As part of my machine learning research at AMIBM, I recently ran into the following challenge: “Is it possible to do parallel computation using python.” It sent me on a rather long and arduous journey, with the final answer being something like: “very reluctantly“.
Python was designed with one specific goal in mind; make it easy to implement small test programs to see if an idea is worth pursuing. This gave rise to a scripting language with a lot of flexibility, but also with significant limitations, most of which the “intended” user would never meet. However, as a consequence of its success, many are using it going far beyond this original scope (yours truly as well 🙂 ).

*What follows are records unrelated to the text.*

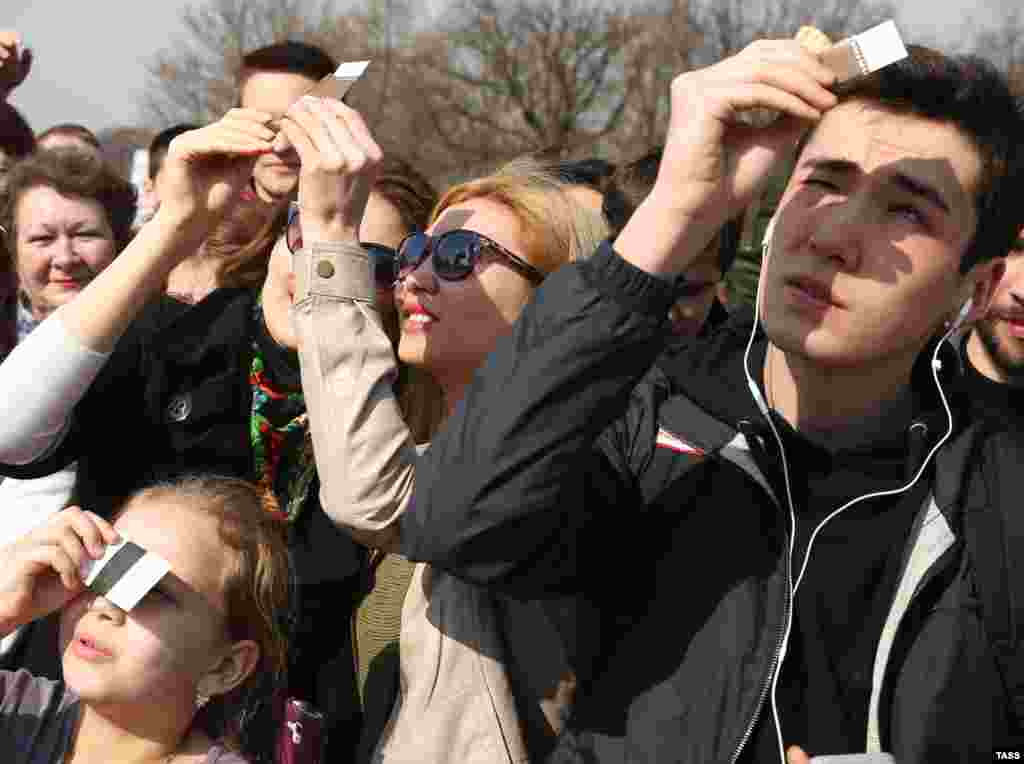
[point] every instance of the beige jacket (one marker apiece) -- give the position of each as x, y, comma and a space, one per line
456, 703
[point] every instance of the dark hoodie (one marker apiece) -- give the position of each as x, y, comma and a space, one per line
590, 461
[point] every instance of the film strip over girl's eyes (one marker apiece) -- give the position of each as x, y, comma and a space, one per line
125, 574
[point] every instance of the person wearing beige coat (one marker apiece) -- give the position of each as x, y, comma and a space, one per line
484, 679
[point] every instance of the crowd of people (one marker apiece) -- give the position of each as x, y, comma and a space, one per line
496, 474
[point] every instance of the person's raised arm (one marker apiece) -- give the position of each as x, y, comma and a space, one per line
365, 454
203, 174
205, 170
15, 61
42, 569
513, 490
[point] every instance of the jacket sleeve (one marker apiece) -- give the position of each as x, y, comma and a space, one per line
41, 382
365, 453
522, 486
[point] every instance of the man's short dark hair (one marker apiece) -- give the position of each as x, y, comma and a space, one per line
971, 94
16, 138
594, 173
631, 185
289, 57
71, 130
160, 144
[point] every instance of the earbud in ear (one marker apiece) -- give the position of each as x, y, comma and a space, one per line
962, 315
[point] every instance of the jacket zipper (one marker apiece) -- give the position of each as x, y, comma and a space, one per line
779, 640
774, 662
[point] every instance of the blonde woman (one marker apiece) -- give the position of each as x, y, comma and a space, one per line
481, 678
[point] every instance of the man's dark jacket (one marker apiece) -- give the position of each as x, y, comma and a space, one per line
552, 478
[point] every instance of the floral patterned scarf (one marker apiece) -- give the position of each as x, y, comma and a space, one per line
279, 431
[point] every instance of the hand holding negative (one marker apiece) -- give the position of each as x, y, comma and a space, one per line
713, 157
340, 162
41, 570
15, 61
206, 169
714, 160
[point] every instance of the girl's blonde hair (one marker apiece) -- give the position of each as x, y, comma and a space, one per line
259, 598
556, 229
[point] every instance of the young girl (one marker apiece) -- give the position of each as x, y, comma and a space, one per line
179, 677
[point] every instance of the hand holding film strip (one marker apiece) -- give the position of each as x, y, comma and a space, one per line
42, 570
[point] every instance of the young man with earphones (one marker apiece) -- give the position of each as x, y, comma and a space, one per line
771, 521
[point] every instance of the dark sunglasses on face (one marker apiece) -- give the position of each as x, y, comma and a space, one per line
382, 258
456, 254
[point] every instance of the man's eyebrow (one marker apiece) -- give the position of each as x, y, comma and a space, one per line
905, 182
921, 188
840, 166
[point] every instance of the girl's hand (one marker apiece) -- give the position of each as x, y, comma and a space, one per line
15, 61
714, 161
340, 162
41, 570
206, 169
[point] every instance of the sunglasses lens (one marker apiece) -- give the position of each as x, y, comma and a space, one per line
411, 253
383, 260
455, 255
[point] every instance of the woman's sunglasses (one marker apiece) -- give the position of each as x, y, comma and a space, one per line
382, 258
456, 254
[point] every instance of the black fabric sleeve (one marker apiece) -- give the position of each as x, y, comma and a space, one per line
515, 492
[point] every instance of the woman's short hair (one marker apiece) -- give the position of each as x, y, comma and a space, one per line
72, 131
555, 228
76, 174
410, 192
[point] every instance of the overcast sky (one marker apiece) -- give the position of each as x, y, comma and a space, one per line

Python offers various libraries to parallelize your scripts…most of them wrappers adding minor additional functionality. However, digging down to the bottom one generally ends up at one of the following two libraries: the threading module and the multiprocessing module.

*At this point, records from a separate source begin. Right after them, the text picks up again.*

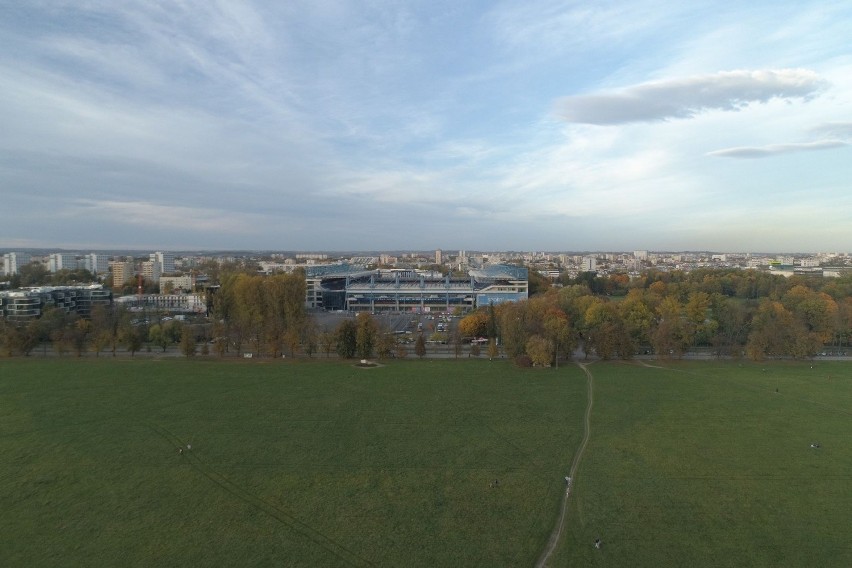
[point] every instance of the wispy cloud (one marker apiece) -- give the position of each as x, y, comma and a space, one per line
776, 149
686, 97
842, 130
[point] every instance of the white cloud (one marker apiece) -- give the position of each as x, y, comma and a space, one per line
841, 130
687, 97
776, 149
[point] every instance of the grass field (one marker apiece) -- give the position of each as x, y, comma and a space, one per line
325, 464
292, 464
705, 464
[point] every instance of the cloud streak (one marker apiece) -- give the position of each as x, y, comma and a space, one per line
776, 149
687, 97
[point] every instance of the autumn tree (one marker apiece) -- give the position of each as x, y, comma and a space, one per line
346, 338
475, 324
540, 350
420, 346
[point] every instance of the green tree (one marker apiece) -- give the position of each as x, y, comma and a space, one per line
365, 336
493, 350
188, 342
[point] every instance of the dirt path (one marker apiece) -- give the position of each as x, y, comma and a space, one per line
587, 426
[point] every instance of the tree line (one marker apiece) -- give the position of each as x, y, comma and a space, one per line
728, 313
725, 312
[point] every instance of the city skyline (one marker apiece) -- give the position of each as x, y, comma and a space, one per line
534, 125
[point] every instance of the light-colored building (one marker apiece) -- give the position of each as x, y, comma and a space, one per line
166, 260
169, 284
62, 261
13, 261
96, 263
122, 271
151, 270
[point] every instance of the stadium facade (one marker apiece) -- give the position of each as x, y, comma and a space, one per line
21, 306
353, 288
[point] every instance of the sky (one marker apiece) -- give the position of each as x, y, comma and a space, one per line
533, 125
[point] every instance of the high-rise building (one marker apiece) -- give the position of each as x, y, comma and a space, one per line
166, 260
13, 261
62, 261
122, 271
96, 263
151, 270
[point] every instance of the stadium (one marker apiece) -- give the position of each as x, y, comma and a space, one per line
352, 288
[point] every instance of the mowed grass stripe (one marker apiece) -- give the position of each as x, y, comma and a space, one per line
705, 464
388, 467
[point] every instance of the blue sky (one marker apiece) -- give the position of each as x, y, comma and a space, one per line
343, 125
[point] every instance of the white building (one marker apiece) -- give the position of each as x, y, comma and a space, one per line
62, 261
13, 261
166, 260
175, 283
96, 263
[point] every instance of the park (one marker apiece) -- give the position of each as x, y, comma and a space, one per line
423, 462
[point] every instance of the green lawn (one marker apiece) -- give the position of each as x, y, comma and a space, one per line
325, 464
296, 464
704, 464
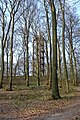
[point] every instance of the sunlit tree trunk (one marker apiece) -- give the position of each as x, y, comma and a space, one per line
47, 61
49, 39
55, 88
59, 64
11, 53
2, 46
38, 61
63, 46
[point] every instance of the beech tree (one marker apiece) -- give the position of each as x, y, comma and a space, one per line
55, 88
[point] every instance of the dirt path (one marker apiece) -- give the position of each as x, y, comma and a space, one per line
69, 111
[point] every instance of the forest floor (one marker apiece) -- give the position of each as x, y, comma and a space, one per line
36, 104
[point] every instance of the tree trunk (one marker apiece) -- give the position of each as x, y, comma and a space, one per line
63, 46
55, 89
2, 46
11, 53
49, 39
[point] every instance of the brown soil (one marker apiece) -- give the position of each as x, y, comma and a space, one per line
43, 110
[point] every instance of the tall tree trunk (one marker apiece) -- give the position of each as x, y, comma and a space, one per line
55, 88
7, 57
71, 57
59, 64
33, 61
49, 38
47, 63
38, 61
11, 53
63, 46
2, 61
27, 63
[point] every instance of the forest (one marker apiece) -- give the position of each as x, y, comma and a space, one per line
39, 58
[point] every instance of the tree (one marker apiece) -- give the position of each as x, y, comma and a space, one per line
55, 88
62, 6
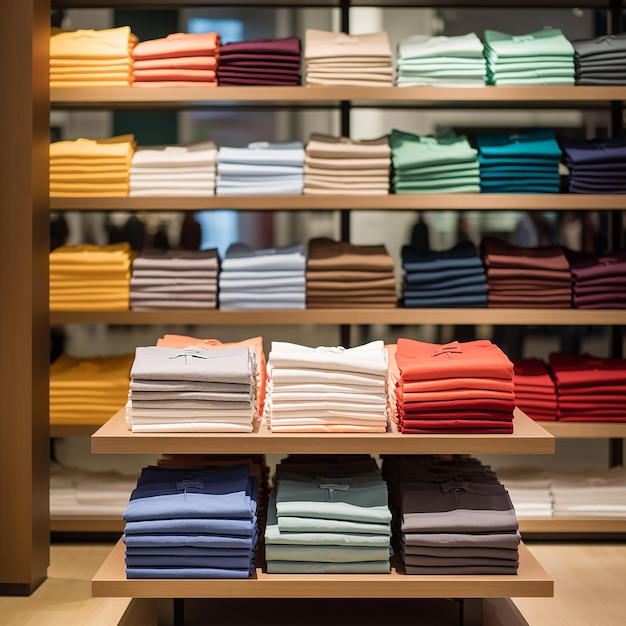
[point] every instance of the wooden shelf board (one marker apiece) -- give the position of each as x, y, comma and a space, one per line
390, 202
396, 316
114, 438
531, 581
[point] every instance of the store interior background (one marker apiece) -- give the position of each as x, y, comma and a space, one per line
233, 127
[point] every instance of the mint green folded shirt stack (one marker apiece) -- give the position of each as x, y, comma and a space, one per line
425, 164
545, 57
445, 61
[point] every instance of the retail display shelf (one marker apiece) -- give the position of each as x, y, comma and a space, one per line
396, 316
531, 581
115, 438
390, 202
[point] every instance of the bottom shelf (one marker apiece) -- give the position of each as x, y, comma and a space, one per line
531, 581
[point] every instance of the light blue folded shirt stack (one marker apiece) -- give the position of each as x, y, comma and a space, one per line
545, 57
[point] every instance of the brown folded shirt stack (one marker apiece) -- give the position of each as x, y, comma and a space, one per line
520, 277
341, 274
343, 166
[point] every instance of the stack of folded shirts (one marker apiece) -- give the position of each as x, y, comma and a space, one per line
598, 281
91, 58
256, 344
445, 61
545, 57
328, 515
340, 274
327, 389
451, 516
268, 278
174, 279
522, 277
529, 489
261, 168
596, 166
526, 162
260, 62
343, 166
174, 171
444, 278
424, 164
192, 390
342, 59
535, 391
88, 167
589, 389
178, 60
601, 61
192, 523
88, 277
458, 387
591, 493
88, 390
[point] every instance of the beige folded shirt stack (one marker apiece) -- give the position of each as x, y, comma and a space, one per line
342, 59
91, 168
343, 275
88, 277
91, 58
343, 166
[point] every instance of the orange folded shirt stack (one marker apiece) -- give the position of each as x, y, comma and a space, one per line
178, 60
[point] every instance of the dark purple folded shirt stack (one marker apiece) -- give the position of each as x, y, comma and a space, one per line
596, 166
598, 282
260, 62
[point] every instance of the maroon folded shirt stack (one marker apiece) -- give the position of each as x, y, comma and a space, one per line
535, 391
589, 389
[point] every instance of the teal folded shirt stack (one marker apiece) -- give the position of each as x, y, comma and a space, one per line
545, 57
425, 164
445, 61
526, 162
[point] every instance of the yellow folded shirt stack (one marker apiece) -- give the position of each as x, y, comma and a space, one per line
88, 391
91, 58
88, 277
91, 167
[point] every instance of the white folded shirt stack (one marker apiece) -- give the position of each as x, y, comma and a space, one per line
327, 389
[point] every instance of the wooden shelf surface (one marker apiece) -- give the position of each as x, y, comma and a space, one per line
390, 202
115, 438
396, 316
531, 581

Of course, as with many things python, there is a huge amount of tutorials available with many of great quality.
Programmers experienced in a programming language such as C/C++, Pascal, or Fortran, may be familiar with the concept of multi-threading. With multi-threading, a CPU allows a program to distribute its work over multiple program-threads which can be performed in parallel by the different cores of the CPU (or while a core is idle, e.g., since a thread is waiting for data to be fetched). One of the most famous API’s for writing multi-threaded applications is OpenMP. In the past I used it to parallelize my Hirshfeld-I implementation and the phonon-module of HIVE.
For Python, there is no implementation of the OpenMP API, instead there is the threading module. This provides access to the creation of multiple threads, each able to perform their own tasks while sharing data-objects. Unfortunately, python has also the Global Interpreter Lock, GIL for short, which allows only a single thread to access the interpreter at a time. This effectively reduces thread-based parallelization to a complex way of running a code in a serial way.
For more information on “multi-threading” in python, you can look into this tutorial.
In addition to the threading module, there is also the multiprocessing module. This module side-steps the GIL by creating multiple processes, each having its own interpreter. This however comes at a cost. Firstly, there is a significant computational cost starting the different processes. Secondly, objects are not shared between processes, so additional work is needed to collect and share data.
Using the “Pool” class, things are somewhat simplified, as can be seen in the code-fragment below. With the pool class one creates a set of threads/processes available for your program. Then through the function apply_async function it is possible to run processes in parallel. (Note that you need to use the “async” version of the function, as otherwise you end up with running things serial …again)
- import multiprocessing as mp
- def doOneRun(id:int): #trivial function to run in parallel
- return id**3
- num_workers=10 #number of processes
- NRuns=1000 #number of runs of the function doOneRun
- pool=mp.Pool(processes=num_workers) # create a pool of processes
- drones=[pool.apply_async(doOneRun, args=nr) for nr in range(NRuns)] #and run things in parallel
- for drone in drones: #and collect the data
- Results.collectData(drone.get()) #Results.collectData is a function you write to recombine the separate results into a single result and is not given here.
- pool.close() #close the pool...no new tasks can be run on any of the processes
- pool.join() #collapse all threads back into the main thread
how many cores does my computer have?
If you are used to HPC applications, you always want to get as much out of your machine as possible. With regard to parallelization this often means making sure no CPU cycle is left unused. In the example above we manually selected the number of processes to spawn. However, would it not be nice if the program itself could just set this value to be equal to the number of physical cores accessible?
Python has a large number of functions claiming to do just that. A few of them are given below.
- multiprocessing.cpu_count(): returns the number of logical cores it can find. So if you have a modern machine with hyper-threading technology, this will return a multiple of the number of physical cores (and you will be over-subscribing your CPU.
- os.cpu_count(): same as multiprocessing.cpu_count().
- psutil.cpu_count(logical=False): This implementation gives the same default behavior, however, the parameter logical allows for this function to return the correct number of cores in a single CPU. Indeed a single CPU. HPC architectures which contain multiples CPUs per node will again return an incorrect number, as the implementation makes use of a python “set”, and as such doesn’t increment for the same index core on a different CPU.
In conclusion, there seems to be no simple way to obtain the correct number of physical cores using python, and one is forced to provide this number manually. (If you do have knowledge of such a function which works in both windows and unix environments and both desktop and HPC architectures feel free to let me know in the comments.)
All in all, it is technically possible to run code in parallel using python, but you have to deal with a lot of python quirks such as GIL.